Rugby Group
- Formation: 1960s
- Membership: 18
- Parent organization: Headmasters' and Headmistresses' Conference

= Rugby Group =

Association of 18 English public schools

The Rugby Group is a group of 18 British public schools.

== History ==
The group was formed in the 1960s as an association of major boarding schools within the Headmasters' and Headmistresses' Conference.

In 2003, as part of a wider investigation into alleged fee fixing at UK independent schools, the Office of Fair Trading published an e-mail exchange between the bursars of Rugby Group schools containing detailed information about planned fee levels at each of the schools.
The case was settled in 2006, with 50 schools admitting that such exchange of information "involved a distortion of competition and infringed competition law", but not admitting to any effect on fees. The schools each paid a £10,000 penalty, and agreed to make ex gratia payments totalling £3 million to a trust to benefit pupils attending the schools in the relevant years.

== Structure ==
As with the Eton Group, which was formed a few years later, headmasters and heads of the academic departments meet annually in rotation to discuss matters of common interest.

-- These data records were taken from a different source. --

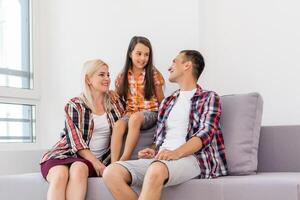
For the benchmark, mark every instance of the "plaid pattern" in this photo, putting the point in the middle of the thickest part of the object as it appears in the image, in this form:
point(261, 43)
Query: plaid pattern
point(135, 96)
point(79, 126)
point(203, 123)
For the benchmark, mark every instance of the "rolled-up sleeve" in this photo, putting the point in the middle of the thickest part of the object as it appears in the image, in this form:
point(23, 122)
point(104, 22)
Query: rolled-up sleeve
point(75, 125)
point(210, 112)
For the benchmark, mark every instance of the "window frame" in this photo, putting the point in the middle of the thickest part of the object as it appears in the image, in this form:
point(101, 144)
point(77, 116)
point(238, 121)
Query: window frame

The schools in the group are:

- Bradfield College
- Charterhouse School
- Cheltenham College
- Clifton College
- Haileybury College
- Harrow School
- Malvern College
- Monkton Combe School
- Oundle School
- Radley College
- Repton School
- Rugby School
- St Edward's School, Oxford
- Shrewsbury School
- Stowe School
- Uppingham School
- Wellington College, Berkshire
- Winchester College

Five of the Rugby Group, Charterhouse School, Harrow School, Winchester College, Rugby School and Shrewsbury School, were part of the group of nine schools investigated by the Clarendon Commission of 1864 and were subsequently reformed by the Public Schools Act 1868. The other Clarendon schools (Eton College, St Paul's School, Merchant Taylors' School and Westminster School) have other affiliations.